Donald Trump defeated Nikki Haley in the New Hampshire primary election on Tuesday, continuing his momentum towards the Republican nomination and raising fresh questions about her viability going forward.
Trump’s victory, called by The Associated Press just as final polls closed at 8 pm Eastern Time, means that he has, in consecutive weeks, outpaced Ron DeSantis in Iowa and Haley in New Hampshire, the two states where they had campaigned and spent most aggressively. No Republican candidate has ever won the first two states and then not ultimately secured the presidential nomination.
Haley conceded her loss and congratulated Trump — “he earned it”, she said — but vowed to press ahead with her campaign to South Carolina, her home state, which holds its primary election on February 24.
“New Hampshire is first in the nation,” she told supporters in Concord, New Hampshire. “It is not the last in the nation. This race is far from over. There are dozens of states left to go. And the next one is my sweet state of South Carolina.”
Haley used what was nominally a concession speech to deliver some of the sharpest attacks she has made on one of the largest platforms she has had against Trump.
She blamed Trump for Republican losses in elections dating to 2018 and warned that his court cases, controversies and a “senior moment” would damage his campaign.
She said she would defeat President Joe Biden, while Trump would lose and usher in a second term for the incumbent and Vice-President Kamala Harris.
“You can’t fix the mess if you don’t win an election,” she said, before predicting the 81-year-old Biden would not live to finish a second term. “A Trump nomination is a Biden win and a Kamala Harris presidency.”
Trump did not seem to be pleased with Haley’s speech.

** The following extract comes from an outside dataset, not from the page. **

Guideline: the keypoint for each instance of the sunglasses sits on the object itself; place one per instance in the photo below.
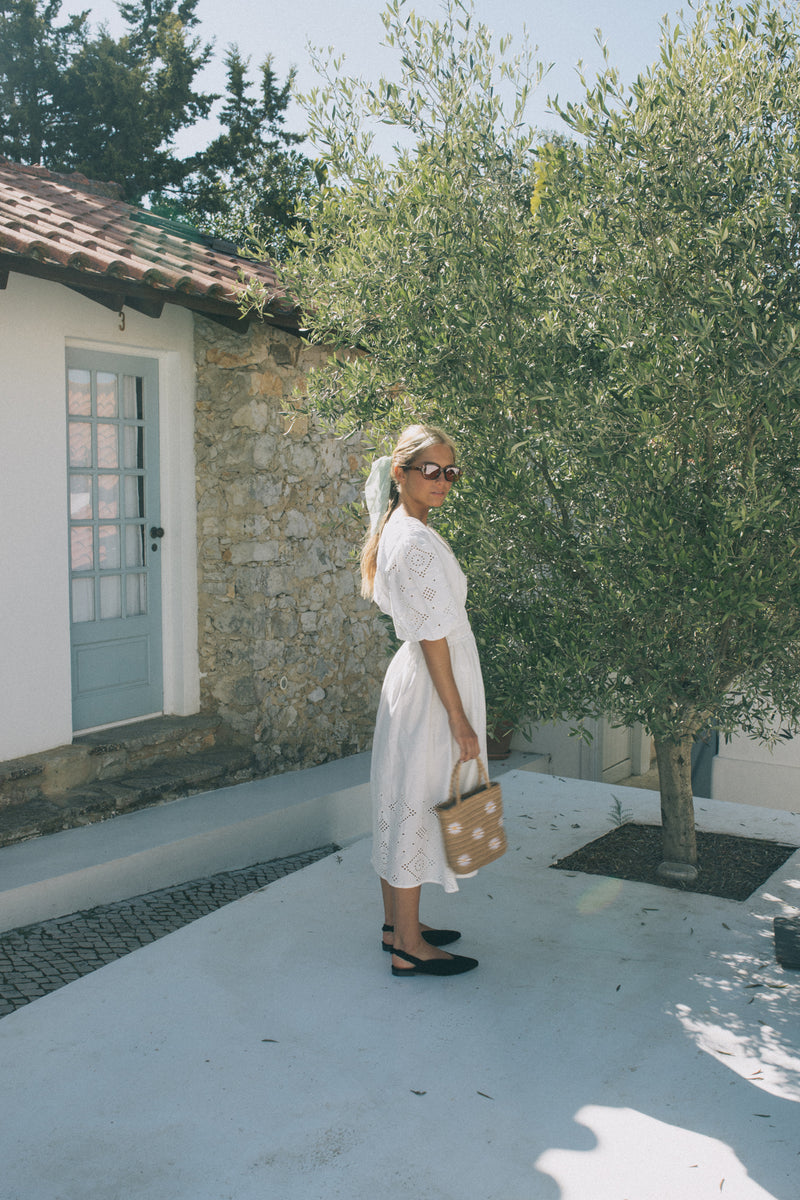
(431, 472)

He called her “delusional” on his social media site and pointed out that she placed third in Iowa’s caucuses.
On the Democratic side, Biden triumphed in his party’s presidential primary, carried by his supporters’ write-in campaign after he declined to appear on the state’s ballot following a dispute over the primary’s timing.
The result, called by the AP, was good news for Biden. He faced a collection of long-shot contenders led by Represetative Dean Phillips of
Minnesota, who has denounced Biden as “unelectable.”
Regardless of what comes next, the win on Tuesday sealed Trump’s status as the party’s standard-bearer in the history books: Before Trump, the only Republicans who have ever won both the Iowa caucuses and the New Hampshire primary have been sitting Presidents.